The United Nations has accused the Papua New Guinea government of racial discrimination against its own people over its failure to stop foreign companies using SABL leases to illegally occupy customary land.
More than 50,000 square kilometres of indigenous land has been seized using the illegal agriculture leases, as exposed in a 2015 Commission of Inquiry.
Despite many claims it will cancel the leases, the PNG government has been slow to take any steps to reverse the land grab and is still allowing foreign companies to use the stolen land for logging and oil palm planting.
In response, the UN Committee on the Elimination of Racial Discrimination has delivered a letter to the PNG government demanding answers as to why it is continuing to allow the illegal occupation of land and has not implemented the recommendations of its own Commission of Inquiry that the land be handed back to local communities.
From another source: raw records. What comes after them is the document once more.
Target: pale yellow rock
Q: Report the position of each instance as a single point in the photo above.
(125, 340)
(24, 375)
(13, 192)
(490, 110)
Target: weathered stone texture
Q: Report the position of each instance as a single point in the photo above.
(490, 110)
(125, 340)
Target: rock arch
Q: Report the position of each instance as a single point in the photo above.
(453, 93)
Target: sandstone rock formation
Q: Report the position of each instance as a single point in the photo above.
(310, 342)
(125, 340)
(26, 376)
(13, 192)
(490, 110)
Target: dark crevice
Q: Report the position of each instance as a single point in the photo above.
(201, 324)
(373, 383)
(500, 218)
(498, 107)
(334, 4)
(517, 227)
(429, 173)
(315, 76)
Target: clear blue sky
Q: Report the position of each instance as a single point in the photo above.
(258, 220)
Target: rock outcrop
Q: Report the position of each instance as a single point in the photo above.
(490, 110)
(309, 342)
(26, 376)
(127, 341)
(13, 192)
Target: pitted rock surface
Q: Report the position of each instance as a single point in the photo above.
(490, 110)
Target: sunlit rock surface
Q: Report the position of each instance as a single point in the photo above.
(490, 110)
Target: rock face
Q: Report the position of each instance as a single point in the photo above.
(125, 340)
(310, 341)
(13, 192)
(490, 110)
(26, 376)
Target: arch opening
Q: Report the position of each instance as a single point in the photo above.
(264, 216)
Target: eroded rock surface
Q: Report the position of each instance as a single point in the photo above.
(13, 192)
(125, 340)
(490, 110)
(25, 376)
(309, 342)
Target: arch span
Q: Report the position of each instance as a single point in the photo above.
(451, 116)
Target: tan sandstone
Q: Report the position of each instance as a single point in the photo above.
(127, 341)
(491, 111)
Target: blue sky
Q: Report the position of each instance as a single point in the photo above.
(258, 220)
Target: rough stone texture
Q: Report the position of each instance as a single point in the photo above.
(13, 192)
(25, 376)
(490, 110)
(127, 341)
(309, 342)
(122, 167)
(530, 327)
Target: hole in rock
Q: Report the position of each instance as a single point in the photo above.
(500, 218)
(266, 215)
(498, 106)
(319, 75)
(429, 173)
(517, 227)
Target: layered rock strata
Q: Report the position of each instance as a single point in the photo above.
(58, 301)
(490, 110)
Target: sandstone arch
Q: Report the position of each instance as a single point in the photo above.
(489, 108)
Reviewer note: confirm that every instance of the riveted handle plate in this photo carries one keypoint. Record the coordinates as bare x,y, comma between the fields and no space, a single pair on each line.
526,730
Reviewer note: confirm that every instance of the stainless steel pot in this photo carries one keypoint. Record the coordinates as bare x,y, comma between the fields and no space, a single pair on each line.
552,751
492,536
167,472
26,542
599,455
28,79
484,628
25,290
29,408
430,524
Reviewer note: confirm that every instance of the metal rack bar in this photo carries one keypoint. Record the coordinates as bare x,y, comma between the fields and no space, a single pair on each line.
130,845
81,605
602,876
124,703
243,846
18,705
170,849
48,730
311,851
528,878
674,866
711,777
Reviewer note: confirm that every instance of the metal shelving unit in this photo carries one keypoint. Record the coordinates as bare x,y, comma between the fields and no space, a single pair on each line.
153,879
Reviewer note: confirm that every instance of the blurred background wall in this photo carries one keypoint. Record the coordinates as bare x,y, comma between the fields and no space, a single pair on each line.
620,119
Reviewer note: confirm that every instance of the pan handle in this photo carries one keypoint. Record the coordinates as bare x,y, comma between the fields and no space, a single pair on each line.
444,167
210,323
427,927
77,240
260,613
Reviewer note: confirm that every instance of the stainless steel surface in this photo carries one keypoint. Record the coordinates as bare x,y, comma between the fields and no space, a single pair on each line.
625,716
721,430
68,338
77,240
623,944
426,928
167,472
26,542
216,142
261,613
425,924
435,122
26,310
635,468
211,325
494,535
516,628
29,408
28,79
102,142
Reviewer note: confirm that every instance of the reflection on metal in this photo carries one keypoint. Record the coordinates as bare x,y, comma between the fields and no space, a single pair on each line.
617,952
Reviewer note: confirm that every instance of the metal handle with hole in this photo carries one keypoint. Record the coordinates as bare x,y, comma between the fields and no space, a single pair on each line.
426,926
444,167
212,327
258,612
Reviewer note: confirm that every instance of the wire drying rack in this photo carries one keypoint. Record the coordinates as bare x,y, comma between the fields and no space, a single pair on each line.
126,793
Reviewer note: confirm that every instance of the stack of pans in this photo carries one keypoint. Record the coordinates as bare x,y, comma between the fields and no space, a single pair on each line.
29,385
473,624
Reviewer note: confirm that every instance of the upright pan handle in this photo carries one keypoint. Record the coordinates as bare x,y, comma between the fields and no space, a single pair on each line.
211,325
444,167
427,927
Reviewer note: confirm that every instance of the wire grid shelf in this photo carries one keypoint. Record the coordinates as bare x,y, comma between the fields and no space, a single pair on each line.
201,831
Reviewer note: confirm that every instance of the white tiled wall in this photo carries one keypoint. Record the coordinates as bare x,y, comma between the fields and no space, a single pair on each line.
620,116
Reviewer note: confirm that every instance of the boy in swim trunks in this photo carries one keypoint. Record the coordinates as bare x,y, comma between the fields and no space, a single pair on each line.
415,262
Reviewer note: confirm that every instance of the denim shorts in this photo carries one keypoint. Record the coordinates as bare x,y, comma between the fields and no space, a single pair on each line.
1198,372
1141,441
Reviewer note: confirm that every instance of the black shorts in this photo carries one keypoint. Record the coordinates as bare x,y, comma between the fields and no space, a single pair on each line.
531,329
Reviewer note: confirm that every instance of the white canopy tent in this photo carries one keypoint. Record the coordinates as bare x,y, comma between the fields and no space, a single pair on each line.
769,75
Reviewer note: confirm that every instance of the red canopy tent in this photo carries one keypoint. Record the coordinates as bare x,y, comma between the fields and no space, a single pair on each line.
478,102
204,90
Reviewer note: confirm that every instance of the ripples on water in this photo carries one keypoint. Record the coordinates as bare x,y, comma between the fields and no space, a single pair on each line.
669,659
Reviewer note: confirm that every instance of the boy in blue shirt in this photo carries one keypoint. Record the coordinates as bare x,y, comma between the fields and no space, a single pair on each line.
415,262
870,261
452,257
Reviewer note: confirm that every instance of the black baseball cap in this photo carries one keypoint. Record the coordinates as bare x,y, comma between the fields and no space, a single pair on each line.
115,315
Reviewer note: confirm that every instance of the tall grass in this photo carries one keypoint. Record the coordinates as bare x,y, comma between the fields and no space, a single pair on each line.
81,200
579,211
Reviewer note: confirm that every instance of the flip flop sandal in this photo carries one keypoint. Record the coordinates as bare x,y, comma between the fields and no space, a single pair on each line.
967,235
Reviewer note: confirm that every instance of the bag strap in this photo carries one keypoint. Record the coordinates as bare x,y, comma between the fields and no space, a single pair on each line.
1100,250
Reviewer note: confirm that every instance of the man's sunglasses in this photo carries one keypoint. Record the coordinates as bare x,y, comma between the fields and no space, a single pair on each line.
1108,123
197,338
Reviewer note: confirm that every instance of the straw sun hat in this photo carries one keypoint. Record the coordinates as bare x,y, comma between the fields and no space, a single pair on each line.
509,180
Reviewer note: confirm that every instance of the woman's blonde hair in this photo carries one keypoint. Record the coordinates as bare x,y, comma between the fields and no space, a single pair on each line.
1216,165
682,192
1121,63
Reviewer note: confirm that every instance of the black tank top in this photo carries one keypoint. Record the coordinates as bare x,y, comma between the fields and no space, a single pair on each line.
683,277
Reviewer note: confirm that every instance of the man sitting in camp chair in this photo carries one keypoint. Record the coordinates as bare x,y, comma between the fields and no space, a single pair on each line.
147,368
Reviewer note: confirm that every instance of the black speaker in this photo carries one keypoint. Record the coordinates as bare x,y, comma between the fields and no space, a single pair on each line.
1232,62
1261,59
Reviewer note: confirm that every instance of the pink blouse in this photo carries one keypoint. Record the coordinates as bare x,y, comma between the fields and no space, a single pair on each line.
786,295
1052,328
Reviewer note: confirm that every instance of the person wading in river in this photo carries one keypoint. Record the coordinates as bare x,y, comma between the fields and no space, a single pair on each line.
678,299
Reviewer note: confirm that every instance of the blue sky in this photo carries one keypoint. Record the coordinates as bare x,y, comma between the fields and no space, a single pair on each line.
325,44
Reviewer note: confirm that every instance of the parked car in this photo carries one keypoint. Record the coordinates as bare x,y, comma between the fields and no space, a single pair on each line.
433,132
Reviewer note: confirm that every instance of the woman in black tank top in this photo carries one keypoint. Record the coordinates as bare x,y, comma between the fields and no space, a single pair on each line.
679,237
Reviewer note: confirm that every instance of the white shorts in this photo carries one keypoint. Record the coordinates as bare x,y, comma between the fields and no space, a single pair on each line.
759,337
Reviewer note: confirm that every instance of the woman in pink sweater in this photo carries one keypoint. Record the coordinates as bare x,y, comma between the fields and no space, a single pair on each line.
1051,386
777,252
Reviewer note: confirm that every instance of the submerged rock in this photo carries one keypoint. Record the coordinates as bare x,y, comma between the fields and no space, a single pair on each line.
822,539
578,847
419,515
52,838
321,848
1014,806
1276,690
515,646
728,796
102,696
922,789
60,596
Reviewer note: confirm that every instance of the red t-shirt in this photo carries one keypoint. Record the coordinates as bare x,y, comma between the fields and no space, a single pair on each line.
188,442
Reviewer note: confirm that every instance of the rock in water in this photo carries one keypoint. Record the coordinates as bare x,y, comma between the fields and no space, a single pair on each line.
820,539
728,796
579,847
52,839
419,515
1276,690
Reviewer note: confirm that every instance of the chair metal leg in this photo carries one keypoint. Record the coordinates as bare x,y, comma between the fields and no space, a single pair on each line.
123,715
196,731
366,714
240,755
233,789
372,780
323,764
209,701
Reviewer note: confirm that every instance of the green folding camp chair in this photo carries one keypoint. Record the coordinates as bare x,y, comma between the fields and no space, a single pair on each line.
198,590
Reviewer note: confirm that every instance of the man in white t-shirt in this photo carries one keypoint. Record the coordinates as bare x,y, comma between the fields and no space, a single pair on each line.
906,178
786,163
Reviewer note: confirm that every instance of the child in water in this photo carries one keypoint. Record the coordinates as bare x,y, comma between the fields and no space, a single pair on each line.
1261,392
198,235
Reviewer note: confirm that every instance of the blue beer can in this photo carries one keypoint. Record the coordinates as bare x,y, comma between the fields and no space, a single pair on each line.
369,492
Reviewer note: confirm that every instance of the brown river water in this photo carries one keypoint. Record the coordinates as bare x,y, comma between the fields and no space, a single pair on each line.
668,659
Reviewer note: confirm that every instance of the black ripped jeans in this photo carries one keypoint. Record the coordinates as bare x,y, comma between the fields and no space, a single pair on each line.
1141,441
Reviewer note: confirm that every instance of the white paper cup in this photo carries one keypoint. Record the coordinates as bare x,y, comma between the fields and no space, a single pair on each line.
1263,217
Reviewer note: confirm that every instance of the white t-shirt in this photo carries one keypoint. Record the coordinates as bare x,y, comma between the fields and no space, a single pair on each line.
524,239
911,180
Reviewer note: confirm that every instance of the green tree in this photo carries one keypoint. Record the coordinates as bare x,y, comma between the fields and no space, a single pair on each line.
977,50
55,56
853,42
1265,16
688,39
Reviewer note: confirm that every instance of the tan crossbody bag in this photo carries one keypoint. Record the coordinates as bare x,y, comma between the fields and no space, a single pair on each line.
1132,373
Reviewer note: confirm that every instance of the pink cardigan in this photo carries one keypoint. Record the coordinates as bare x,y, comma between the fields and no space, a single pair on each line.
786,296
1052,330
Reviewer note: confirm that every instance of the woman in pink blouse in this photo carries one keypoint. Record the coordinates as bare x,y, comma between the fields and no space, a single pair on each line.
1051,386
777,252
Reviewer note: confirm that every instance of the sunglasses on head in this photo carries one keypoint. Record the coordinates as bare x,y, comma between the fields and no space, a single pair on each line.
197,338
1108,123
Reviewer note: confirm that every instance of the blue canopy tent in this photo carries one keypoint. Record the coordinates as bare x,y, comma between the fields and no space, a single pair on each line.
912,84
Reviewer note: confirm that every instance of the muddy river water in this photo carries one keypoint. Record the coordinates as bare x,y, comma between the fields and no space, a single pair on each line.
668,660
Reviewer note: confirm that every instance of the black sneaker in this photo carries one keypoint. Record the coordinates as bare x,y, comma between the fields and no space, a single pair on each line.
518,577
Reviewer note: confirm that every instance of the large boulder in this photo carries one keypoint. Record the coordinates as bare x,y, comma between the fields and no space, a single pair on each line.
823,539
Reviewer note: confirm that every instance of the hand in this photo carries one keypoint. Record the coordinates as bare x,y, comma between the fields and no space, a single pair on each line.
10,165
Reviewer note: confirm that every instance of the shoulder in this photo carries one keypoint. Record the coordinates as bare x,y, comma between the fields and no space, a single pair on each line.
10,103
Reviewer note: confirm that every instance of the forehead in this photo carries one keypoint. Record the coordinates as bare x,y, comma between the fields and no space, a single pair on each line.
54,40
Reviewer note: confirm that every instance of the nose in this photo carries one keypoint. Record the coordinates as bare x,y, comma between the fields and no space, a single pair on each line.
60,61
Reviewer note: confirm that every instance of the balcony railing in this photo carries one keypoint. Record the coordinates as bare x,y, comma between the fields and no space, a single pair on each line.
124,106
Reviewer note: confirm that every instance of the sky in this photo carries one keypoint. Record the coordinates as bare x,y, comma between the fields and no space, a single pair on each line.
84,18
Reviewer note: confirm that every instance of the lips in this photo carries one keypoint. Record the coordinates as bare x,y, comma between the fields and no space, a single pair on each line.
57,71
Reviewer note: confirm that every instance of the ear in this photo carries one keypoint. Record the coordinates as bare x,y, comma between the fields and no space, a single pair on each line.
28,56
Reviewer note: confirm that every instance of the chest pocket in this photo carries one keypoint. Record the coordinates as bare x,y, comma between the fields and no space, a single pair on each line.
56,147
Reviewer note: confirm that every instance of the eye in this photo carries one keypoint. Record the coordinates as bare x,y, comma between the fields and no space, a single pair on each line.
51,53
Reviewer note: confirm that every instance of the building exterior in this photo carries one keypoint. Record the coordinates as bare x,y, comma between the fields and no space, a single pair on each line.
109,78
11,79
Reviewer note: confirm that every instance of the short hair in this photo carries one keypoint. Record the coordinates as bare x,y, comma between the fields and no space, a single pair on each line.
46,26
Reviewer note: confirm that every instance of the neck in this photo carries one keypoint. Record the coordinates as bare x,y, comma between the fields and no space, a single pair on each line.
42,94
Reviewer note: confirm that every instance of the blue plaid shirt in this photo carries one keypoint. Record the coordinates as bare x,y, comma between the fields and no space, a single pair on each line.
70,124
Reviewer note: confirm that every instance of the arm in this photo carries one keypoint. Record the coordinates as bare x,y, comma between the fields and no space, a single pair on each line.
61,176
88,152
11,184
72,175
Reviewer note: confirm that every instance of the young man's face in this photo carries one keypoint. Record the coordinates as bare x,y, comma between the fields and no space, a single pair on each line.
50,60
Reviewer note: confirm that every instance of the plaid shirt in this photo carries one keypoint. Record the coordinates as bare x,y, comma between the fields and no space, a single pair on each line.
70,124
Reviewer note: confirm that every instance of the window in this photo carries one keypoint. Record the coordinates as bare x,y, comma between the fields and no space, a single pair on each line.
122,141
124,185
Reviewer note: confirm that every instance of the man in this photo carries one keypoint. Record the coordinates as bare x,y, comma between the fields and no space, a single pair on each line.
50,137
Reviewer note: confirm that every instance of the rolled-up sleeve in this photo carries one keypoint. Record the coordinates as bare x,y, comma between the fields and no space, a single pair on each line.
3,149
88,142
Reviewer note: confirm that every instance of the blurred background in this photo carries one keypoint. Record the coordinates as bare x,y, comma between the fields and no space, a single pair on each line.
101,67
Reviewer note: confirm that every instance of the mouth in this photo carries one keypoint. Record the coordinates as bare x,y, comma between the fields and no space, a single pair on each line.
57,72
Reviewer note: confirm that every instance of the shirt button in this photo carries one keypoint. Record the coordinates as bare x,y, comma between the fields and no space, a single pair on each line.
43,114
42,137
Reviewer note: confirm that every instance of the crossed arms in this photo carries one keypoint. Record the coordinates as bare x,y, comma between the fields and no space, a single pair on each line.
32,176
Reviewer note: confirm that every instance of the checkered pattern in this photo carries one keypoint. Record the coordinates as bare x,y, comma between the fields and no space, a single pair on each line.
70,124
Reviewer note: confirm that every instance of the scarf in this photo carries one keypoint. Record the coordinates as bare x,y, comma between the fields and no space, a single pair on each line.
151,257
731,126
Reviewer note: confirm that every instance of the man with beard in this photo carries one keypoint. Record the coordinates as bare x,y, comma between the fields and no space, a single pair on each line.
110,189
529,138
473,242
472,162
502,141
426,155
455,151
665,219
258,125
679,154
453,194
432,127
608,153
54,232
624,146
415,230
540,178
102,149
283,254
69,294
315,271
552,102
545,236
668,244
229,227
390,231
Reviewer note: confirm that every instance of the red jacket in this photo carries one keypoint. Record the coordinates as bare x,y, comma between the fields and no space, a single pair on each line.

A copy of the letter can be downloaded below.
The Committee has highlighted the disastrous impacts logging and large-scale oil palm planting have on indigenous people living in remote rural areas, including the destruction of their traditional subsistence lifestyles and environmental degradation.
The Committee says the maintenance and continuous use of the SABLs infringes people’s rights under the Convention on the Elimination of All Forms of Racial Discrimination.
The UN has asked the PNG government to provide a response to its letter by 8 April, 2019. However, two similar previous letters, sent by the same Committee, in March 2011 and February 2017, have so far been ignored by the PNG government.